After everyone recovered from the stress the information began to flow.  
Turns out Katherine and her friend were the last to know about the epidemic.  It’s been going around for 3 months, and people have been whispering about it at all the shows – behind Katherine’s back. 
Lets put this in perspective: Susan, the target of the rotten gossip and Katherine’s mentor, sold Katherine a few goats this Fall and let Katherine breed her does to Susan’s bucks.  If the whole goat community thought that Susan’s herd was diseased, why did they not say anything to Katherine? Not a peep. No warning. No cautionary glances. No nothing.
Katherine was tormented by the thought that her mentor would intentionally set her up with The Plague and destroy her herd – knowingly.  She started hatching schemes to return the goats to Susan.  But what to say? “Um, I don’t like it anymore. Thanks anyway!”  “My Mom says I can’t have any more goats. 55 is just plenty.”
Nothing sounded right.
Finally, we had a flash of brilliance: why not just ask Susan directly what’s happening?
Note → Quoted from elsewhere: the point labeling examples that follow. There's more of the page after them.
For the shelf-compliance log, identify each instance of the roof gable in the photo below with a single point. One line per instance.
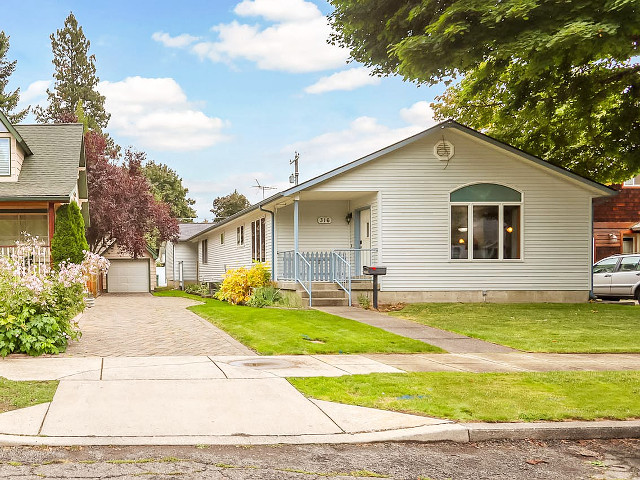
(11, 129)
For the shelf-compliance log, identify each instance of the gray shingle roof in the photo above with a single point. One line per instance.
(189, 229)
(51, 173)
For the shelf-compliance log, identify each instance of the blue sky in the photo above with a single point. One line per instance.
(223, 92)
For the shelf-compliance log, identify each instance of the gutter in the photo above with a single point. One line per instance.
(273, 242)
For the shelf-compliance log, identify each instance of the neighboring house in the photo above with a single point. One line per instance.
(130, 275)
(181, 257)
(453, 214)
(41, 167)
(616, 221)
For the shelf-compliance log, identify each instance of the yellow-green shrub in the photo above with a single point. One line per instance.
(238, 283)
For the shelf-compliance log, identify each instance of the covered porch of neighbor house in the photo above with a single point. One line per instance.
(34, 218)
(326, 237)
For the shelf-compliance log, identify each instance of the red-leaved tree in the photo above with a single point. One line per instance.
(121, 206)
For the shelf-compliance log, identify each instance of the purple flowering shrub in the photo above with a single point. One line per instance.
(37, 305)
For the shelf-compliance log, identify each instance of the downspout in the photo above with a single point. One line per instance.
(273, 242)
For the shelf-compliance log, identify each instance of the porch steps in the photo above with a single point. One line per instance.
(325, 294)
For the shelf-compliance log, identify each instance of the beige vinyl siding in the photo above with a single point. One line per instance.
(17, 158)
(181, 252)
(230, 255)
(414, 190)
(312, 235)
Shazam.  What’s the worst that would happen? Susan would explode and yell at her and deny it. Or worse, confirm it.
Katherine and I role-played the various scenarios, best to worst, and she decided that she could live with the worse-case outcome. So, off went the text:
I’m hearing a lot of rumors about your herd having Johnes and I wanted to talk to you about it.
There you have it. The truth. Simple. Direct. Non-confrontational. Honest.
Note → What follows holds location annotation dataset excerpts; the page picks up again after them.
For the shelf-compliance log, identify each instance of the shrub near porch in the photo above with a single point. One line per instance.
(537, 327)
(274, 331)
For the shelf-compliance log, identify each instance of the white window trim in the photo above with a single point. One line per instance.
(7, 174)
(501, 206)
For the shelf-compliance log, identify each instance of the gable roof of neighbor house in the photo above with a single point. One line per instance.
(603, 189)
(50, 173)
And scary as hell.  All the adults in the goat world chatter amongst themselves, filling in the information gaps with guesses and half-truths.  Avoiding the direct approach at all costs. Like a game of “Telephone,” it distorts at lightening speed.
The response came back:   Call me
Katherine took a deep breath and excused herself to go make the call. Fifteen minutes later she came back with a big smile and looking more relaxed than I’ve seen her in 2 weeks. NO JOHNES! Test results exchanged.  Proof.  Confirmed.  Susan’s herd is clear. So is Katherine's.
Katherine’s keeping the goats and will proudly take them to the first show of next year. (Katherine and half of the goat world are skipping this last show coming up next weekend – too much drama.)
I’m profoundly proud of Katherine for “taking the bull by the horns.”  She didn’t succumb to the gossip and rumors.  She didn’t make up excuses.  She went right to the source, risking her relationship with someone whom she deeply respects. 
And you know what? It turned out even better than she could’ve imagined.  Funny that.   
She maintained her relationship; she found out the truth; she made Susan feel better. Another life lesson from the goat pen.